Our research focuses on understanding the metabolism of fat-soluble vitamins and its influence on human health, at different stages of the life cycle. By taking advantage of genetically modified mouse models, our laboratory is specifically interested in the metabolism of vitamin A and its main dietary carotenoid precursor b-carotene.
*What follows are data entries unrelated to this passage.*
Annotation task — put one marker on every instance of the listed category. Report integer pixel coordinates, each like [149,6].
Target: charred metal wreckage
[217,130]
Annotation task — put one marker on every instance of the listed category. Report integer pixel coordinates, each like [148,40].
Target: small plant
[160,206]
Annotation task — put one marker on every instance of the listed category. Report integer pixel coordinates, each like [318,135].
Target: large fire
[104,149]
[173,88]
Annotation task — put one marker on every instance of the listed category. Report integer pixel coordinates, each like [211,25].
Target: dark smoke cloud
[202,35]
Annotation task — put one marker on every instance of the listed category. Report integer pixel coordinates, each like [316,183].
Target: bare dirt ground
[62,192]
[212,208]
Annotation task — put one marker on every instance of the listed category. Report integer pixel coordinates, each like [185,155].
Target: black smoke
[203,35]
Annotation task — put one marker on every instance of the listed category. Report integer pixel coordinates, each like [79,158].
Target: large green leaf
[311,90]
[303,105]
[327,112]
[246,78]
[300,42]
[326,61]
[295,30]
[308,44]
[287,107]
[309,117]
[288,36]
Vitamin A is essential to maintain reproduction, development, vision, and immune function. Furthermore, retinoids (vitamin A and its derivatives) are known to modulate cell growth, differentiation and apoptosis. Alterations of vitamin A metabolism have been associated with human diseases as diverse as retinal dystrophies, cancer, type 2 diabetes and the Matthew Wood Syndrome. Moreover, dietary deficiency of vitamin A (VAD) is a serious widespread problem affecting more that 750 million people worldwide. Even a mild VAD status may increase maternal mortality or affect organogenesis in the fetus, inducing clinically silent anomalies that can have a severe impact on health later in life. On the other hand, consumption of large doses of dietary supplements and vitamins, including b-carotene, has become a very common practice in recent years, generating the necessity to investigate the effects of high doses of vitamins and carotenoids intake at different stages of the lifecycle.
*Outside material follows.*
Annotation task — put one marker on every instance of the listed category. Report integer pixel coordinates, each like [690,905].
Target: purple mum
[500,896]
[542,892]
We primarily focus on the study of the molecular, biochemical and physiological mechanisms that regulate the metabolism of vitamin A and b-carotene during mammalian embryogenesis, in both maternal and developing tissues. Current research projects in the lab aim to 1. Identify the molecular and physiological mechanisms of maternal-fetal transfer of vitamin A and b-carotene and 2. Investigate the function of the b-carotene cleavage enzymes, b-carotene 15,15’ oxygenase (BCO1) and b-carotene 9’,10’ oxygenase (BCO2), during mammalian embryogenesis.